Lo único que me importaba a mis siete años era el amor de mis padres y de mi Mamá Guillitos. En ese mundo, por cierto, también cabían las enchiladas de Columba y doña Güicha, los tacos de Chenito y el primer beso que me dio Adita Chequer, hija de don Carlos y de doña Rosario Mencarini: una robusta señora de origen italiano que era vecina nuestra en un conjunto de departamentos ubicado en la calle Guerrero.
Ahí, en la escalera de ese lugar, una noche que comíamos pan con nata, la dulce Adita y yo nos dimos un beso que inauguró una etapa brutal de mi niñez. Ahí mismo, pero un año después, mi vida dio un giro inusitado. Digamos que mi concepto de la amistad nació la tarde en la que corrí a Toñito Navarro de mi fiesta de seis años de edad.
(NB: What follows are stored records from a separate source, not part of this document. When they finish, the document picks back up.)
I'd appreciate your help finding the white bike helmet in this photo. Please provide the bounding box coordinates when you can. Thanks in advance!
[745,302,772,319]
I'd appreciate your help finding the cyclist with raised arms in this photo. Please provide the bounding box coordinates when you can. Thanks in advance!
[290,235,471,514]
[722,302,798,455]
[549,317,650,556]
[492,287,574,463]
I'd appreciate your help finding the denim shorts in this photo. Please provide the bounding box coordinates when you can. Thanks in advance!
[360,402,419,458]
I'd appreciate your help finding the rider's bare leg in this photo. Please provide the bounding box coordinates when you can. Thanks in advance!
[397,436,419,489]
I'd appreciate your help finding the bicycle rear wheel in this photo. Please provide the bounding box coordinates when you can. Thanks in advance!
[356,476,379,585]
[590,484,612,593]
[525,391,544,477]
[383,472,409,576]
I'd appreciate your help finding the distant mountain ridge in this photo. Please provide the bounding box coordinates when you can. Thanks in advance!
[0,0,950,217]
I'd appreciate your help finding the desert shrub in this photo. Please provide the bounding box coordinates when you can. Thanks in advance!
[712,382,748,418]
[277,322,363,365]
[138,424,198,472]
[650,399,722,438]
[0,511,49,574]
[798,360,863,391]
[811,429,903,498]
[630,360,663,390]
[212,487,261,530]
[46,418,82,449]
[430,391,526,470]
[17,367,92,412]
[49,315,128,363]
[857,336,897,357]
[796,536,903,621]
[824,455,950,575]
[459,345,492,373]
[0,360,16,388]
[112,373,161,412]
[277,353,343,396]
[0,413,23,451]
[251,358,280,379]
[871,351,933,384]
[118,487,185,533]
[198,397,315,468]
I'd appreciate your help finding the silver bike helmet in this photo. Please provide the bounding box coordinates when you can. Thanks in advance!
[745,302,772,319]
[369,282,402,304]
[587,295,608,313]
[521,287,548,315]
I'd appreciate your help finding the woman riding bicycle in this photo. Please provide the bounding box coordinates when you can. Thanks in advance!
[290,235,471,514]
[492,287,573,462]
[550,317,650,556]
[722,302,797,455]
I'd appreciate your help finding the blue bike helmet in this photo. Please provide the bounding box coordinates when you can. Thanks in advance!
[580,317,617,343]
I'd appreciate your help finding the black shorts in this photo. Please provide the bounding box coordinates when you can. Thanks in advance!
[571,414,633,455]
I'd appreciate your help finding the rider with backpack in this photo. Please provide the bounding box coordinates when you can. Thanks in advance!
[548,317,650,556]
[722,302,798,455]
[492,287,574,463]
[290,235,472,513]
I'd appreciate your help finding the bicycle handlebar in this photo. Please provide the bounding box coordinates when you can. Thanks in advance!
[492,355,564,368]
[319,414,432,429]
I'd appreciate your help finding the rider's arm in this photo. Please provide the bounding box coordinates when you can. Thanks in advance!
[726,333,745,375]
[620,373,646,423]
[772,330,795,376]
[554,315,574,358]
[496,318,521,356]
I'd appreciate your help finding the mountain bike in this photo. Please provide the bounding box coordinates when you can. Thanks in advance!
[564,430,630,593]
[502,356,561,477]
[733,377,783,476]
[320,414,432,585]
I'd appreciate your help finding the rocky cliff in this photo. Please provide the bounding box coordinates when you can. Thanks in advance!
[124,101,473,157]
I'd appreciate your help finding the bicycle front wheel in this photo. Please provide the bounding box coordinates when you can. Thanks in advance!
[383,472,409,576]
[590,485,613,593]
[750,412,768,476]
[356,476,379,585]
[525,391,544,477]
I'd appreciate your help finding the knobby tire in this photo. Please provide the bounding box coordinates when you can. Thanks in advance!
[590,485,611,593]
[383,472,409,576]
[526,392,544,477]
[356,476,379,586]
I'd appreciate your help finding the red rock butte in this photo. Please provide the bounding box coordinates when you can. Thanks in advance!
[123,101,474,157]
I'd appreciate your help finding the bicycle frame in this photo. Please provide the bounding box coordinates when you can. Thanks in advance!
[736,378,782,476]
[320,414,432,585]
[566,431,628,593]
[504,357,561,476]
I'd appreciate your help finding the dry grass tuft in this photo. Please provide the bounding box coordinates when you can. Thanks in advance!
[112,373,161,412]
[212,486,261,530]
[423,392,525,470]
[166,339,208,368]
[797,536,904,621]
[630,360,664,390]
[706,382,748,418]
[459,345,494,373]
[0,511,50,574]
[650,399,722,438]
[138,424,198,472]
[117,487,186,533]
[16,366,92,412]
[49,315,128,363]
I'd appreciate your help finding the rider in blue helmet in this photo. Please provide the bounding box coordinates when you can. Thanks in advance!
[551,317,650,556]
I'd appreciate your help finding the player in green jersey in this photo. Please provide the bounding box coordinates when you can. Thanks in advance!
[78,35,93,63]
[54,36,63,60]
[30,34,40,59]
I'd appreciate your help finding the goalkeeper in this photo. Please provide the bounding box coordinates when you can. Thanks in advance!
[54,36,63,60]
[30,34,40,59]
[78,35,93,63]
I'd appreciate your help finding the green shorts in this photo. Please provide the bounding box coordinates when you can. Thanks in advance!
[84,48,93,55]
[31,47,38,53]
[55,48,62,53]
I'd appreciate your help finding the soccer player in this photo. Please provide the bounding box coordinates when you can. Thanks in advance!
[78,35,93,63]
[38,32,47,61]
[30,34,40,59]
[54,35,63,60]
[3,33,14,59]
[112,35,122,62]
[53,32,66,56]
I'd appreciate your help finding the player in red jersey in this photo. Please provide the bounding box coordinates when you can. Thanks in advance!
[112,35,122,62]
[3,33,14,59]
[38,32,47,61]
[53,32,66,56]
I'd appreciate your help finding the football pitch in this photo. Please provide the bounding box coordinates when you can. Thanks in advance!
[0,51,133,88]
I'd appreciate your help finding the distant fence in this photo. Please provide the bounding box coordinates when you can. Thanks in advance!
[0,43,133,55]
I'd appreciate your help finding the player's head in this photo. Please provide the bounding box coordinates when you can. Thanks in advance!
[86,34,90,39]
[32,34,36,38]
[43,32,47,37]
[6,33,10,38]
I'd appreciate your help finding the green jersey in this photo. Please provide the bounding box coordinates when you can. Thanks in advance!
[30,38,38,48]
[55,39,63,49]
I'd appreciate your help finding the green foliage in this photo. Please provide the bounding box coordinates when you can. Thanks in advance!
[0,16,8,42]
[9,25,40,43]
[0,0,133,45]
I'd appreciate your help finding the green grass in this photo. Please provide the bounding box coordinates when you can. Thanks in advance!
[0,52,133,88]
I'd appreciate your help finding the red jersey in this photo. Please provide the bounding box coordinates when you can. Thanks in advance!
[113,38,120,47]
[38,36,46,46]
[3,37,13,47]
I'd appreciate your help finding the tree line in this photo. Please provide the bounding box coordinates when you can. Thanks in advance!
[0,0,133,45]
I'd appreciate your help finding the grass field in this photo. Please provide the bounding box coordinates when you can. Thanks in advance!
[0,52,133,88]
Yo estaba vestido de charro cuando llegaron Toñito y su mamá. Corrí al portón de entrada y le pregunté por mi regalo. Toñito me miró como miran los niños de seis años: entre sorprendido y asustado.
—No traje regalo —dijo desde un abrigo gris tomado de la mano de su madre.
—¡Entonces no puedes entrar! —cerré la discusión.
Y me regresé donde estaban los niños que sí habían llevado regalos. Toñito Navarro y su mamá caminaron rumbo a su casa invadidos por una tristeza milenaria, similar a la neblina que cubría las calles de Huauchinango en los años sesenta.
Al enterarse del agravio, mi mamá corrió detrás de ellos. Los alcanzó y los convenció de volver sobre sus propios pasos. La mamá de Toñito se parecía a la actriz Irasema Dilán. Era alta, delgada, rubia. (“Ojos inusitados de sulfato de cobre”, diría el poeta). Entraron a la fiesta, pero ya nada fue igual. Algo se había roto entre Toñito Navarro y yo. Esa noche, inconscientemente, hice mi primer razonamiento sobre la amistad.
Muchos amigos he ganado desde entonces. A algunos los perdí en el camino. Otros más me perdieron a mí. Con varios logré rescatar conversaciones interrumpidas por los vaivenes del tiempo o de la adicción política, que es como esa neblina de los años sesenta en Huauchinango. Varios optaron por arribar a ese estado opuesto a la amistad: la enemistad. Y desde ahí han alimentado odios abiertos, pero oscuros.
Yo me quedo con Toñito Navarro y su hermosa madre. (Siempre los veo en mis sueños, perdiéndose en las calles llenas de neblina del Huauchinango de los años sesenta). A Toñito Navarro —y a nuestra amistad interrumpida— es a quien dedico estas palabras.